Mrs. Spring Fragrance serves as a cultural bridge between her two worlds, and she manages to facilitate Laura’s marriage without offending her parents.

Mrs. Spring Fragrance

As the title suggests, Mrs. Spring Fragrance is a character in a series of short stories by Edith Maude Eaton. She wrote this collection under the pen name Sui Sin Far and it was published in 1912. It was “the earliest book of fiction written by an American of Chinese descent.”

The stories in this collection all focus on the conflicts that arise between traditional immigrant values and the new world of America. Many of the stories are humorous, but some tackle more serious themes such as discrimination and xenophobia. For example, in one story Mr. Spring Fragrance and his wife are torn between preserving their culture and adopting the customs of their neighbors.

Another theme that is highlighted is the importance of appearance. In a few of the stories in this collection, the characters struggle to decide how to dress and what kind of accent to use. This is especially true of Mrs. Spring Fragrance, who at first refuses to learn English. But when her husband brings her a beautiful gown, she decides to change her mind.

Finally, the stories in this collection explore issues of class and culture. Several of the stories center around the conflicts between middle-class immigrants and their lower-class neighbors. This conflict often revolves around marriage, particularly arranged marriages. For example, in one story, Mrs. Spring Fragrance helps her daughter’s love interest to overcome her parents’ objections and marry his wealthy family.
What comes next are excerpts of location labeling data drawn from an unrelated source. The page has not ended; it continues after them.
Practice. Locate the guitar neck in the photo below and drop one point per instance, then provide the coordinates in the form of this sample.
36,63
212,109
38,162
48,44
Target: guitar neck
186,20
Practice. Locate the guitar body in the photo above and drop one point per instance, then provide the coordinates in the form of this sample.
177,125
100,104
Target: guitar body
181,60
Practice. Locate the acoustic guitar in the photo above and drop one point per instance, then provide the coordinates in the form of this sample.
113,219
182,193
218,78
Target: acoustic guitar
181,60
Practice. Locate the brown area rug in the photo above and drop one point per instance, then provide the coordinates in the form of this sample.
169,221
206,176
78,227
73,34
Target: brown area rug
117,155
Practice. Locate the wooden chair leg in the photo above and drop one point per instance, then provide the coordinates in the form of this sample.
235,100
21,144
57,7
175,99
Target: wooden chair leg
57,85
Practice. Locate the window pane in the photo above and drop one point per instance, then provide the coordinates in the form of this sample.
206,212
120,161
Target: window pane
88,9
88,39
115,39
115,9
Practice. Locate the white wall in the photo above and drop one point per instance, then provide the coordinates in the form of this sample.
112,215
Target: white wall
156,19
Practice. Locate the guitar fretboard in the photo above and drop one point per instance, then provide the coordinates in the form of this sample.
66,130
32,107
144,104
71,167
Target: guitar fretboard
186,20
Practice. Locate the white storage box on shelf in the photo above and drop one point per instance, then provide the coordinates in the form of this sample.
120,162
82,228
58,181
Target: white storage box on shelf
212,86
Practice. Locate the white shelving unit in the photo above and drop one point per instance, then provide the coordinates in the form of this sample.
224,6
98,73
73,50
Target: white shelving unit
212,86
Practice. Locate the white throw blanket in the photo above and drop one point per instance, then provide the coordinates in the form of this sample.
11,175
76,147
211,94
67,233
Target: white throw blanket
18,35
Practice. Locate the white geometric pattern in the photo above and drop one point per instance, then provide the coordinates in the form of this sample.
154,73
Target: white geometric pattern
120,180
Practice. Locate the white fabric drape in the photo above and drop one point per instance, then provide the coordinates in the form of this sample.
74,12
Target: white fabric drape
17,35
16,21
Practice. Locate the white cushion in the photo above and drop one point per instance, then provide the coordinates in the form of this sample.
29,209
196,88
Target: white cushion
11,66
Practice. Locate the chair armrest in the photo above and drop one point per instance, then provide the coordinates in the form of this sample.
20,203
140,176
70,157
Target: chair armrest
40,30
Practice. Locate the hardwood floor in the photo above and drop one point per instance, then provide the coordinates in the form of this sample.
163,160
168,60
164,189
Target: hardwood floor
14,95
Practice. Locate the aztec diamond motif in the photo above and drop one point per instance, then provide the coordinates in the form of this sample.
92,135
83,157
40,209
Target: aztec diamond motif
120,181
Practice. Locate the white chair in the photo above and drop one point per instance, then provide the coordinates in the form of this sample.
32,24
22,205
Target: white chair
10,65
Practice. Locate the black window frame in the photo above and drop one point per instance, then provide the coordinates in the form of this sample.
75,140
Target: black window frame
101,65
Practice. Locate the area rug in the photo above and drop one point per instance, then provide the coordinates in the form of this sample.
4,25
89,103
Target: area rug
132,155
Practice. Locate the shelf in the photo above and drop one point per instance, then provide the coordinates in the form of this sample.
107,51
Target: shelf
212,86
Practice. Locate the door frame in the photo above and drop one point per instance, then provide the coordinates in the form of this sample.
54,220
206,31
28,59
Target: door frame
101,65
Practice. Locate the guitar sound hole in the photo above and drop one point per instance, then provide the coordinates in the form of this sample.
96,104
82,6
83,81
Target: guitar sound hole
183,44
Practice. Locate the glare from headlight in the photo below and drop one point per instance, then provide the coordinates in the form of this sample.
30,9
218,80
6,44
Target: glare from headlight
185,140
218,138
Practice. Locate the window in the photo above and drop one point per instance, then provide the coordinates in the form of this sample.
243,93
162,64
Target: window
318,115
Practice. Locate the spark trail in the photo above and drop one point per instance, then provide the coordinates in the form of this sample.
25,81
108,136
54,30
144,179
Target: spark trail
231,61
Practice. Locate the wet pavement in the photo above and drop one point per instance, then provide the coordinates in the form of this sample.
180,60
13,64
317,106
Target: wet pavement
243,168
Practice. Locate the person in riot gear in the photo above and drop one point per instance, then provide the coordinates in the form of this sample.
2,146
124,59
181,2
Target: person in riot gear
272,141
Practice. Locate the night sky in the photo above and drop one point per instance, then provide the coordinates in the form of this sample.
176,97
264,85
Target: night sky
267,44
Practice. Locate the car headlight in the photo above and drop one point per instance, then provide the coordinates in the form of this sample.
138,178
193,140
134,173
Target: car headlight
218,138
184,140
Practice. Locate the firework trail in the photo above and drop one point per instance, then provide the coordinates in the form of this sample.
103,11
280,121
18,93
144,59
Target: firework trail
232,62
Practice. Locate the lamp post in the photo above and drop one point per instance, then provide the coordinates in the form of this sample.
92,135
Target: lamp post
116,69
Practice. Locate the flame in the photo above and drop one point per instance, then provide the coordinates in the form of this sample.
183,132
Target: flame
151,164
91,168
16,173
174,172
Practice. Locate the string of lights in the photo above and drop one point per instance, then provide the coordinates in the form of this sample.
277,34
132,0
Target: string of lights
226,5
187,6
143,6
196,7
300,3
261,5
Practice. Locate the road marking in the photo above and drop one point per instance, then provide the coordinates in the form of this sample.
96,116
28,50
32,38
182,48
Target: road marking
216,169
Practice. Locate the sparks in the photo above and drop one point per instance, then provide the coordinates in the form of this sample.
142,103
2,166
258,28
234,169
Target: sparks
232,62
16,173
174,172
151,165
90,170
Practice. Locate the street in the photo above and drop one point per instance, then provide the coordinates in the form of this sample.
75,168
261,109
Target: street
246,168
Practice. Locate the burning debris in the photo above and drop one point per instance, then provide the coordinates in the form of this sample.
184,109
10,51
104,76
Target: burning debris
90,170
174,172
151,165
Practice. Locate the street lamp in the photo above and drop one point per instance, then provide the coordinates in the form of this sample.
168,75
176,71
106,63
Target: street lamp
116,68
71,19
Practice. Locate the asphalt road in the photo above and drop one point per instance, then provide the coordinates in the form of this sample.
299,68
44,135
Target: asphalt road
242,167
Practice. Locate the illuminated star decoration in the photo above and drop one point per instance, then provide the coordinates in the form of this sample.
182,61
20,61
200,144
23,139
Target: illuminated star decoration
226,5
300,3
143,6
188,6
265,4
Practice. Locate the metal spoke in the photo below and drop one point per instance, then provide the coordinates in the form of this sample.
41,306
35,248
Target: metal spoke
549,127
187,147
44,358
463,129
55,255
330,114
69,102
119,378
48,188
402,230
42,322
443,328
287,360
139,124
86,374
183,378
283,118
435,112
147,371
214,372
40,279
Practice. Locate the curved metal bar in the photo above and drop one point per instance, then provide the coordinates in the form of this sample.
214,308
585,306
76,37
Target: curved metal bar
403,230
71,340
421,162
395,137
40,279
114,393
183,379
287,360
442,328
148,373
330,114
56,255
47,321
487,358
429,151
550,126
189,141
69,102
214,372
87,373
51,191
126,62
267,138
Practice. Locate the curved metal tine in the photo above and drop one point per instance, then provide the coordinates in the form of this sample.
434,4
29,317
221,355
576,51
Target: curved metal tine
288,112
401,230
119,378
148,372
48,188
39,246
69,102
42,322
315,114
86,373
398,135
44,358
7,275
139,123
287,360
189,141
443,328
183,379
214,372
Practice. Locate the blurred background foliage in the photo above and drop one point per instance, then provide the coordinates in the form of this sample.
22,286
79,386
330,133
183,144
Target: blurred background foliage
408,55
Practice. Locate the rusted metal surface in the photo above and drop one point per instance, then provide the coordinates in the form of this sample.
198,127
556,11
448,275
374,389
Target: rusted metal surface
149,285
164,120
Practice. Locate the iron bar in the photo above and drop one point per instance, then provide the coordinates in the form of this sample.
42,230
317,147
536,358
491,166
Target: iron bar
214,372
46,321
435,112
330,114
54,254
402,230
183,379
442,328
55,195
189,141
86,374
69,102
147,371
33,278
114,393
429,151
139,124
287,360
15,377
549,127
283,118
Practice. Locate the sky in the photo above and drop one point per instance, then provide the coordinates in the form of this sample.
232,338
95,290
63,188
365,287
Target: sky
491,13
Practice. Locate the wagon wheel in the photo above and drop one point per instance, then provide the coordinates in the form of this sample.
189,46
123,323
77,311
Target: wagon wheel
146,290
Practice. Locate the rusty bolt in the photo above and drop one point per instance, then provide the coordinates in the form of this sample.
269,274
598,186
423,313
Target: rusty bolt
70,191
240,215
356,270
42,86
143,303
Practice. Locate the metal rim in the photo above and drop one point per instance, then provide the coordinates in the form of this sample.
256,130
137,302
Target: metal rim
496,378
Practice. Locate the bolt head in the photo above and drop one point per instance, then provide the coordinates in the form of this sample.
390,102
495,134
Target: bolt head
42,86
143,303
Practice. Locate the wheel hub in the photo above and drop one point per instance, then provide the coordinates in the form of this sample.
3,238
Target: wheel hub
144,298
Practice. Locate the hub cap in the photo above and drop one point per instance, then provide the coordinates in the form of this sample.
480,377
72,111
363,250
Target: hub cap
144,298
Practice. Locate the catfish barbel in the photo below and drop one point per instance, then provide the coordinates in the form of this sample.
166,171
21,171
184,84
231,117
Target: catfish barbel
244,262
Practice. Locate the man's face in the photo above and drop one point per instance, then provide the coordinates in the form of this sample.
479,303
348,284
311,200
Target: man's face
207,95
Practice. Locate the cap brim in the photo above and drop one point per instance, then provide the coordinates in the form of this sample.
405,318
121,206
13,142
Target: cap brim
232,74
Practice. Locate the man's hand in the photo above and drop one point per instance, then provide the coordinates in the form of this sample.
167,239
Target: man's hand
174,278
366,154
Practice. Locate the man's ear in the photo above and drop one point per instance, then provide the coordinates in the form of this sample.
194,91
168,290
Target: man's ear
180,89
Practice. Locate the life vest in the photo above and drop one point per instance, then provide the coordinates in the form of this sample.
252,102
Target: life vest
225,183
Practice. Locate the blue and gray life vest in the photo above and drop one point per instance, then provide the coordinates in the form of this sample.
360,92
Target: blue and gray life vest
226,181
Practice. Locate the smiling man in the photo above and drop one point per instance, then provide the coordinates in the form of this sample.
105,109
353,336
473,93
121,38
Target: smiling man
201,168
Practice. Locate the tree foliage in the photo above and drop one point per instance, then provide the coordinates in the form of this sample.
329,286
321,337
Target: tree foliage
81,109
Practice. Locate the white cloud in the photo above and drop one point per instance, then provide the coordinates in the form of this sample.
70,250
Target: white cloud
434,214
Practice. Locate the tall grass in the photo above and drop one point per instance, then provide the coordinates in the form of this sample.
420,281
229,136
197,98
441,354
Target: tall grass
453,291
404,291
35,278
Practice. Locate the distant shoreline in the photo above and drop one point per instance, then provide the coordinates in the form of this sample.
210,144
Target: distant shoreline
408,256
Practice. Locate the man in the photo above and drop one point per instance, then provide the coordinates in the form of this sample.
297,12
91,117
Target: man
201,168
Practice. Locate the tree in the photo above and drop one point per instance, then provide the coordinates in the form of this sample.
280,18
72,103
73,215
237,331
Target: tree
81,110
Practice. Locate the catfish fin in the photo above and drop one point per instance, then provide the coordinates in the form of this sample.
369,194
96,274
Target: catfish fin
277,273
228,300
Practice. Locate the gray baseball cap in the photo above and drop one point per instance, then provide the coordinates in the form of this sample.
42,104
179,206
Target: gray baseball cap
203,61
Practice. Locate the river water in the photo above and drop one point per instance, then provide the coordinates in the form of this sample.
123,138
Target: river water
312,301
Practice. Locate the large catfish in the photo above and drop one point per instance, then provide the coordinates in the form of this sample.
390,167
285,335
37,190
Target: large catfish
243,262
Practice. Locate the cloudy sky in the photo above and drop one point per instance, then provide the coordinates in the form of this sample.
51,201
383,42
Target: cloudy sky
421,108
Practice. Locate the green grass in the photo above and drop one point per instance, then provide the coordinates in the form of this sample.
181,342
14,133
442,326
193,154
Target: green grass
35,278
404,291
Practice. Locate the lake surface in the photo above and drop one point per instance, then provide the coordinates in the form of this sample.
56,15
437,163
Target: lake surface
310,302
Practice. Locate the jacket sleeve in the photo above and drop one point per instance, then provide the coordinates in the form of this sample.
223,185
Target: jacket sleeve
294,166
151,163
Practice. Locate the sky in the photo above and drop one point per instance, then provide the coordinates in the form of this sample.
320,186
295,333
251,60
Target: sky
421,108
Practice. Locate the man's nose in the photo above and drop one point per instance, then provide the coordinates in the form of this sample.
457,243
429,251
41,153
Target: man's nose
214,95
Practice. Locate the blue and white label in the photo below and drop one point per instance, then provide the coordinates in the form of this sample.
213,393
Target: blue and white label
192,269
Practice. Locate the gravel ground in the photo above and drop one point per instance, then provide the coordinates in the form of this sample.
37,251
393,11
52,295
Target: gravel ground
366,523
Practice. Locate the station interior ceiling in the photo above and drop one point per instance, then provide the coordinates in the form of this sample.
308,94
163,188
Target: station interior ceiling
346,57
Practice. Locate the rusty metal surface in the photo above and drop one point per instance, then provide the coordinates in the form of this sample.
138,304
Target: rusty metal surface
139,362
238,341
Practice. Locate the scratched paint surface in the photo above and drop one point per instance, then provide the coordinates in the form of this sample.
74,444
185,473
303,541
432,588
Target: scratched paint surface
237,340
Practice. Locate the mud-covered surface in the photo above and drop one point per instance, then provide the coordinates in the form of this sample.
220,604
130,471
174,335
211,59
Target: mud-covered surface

The stories in this collection are also important for examining how the Asian American community responded to racism. The stories are told from an author omniscient perspective, which allows the reader to know what the characters are thinking and feeling throughout the story. This is particularly helpful when analyzing the racist comments made by the university student and Mrs. Spring Fragrance’s unconscious racial prejudice when she refers to Tennyson as an American poet. By allowing the reader to understand these characters’ thoughts and feelings, the stories in this collection help readers better evaluate their own reactions to racism.

Laura Chin Yuen

As the story progresses, Mrs. Spring Fragrance becomes more Americanized through her interaction with Laura Chin Yuen, the eighteen-year-old daughter of her Chinese neighbors. The Chin Yuens have a traditional Chinese culture but are also well-educated, and they want their daughter to marry a man they choose for her. However, Laura is in love with Kai Tzu, a young American who likes baseball and popular songs. Mrs. Spring Fragrance helps to free Laura from her arranged marriage and enables her to marry Kai Tzu. In doing so, she also undermines her husband’s beliefs about America as an inhospitable place for foreigners and especially for the Chinese.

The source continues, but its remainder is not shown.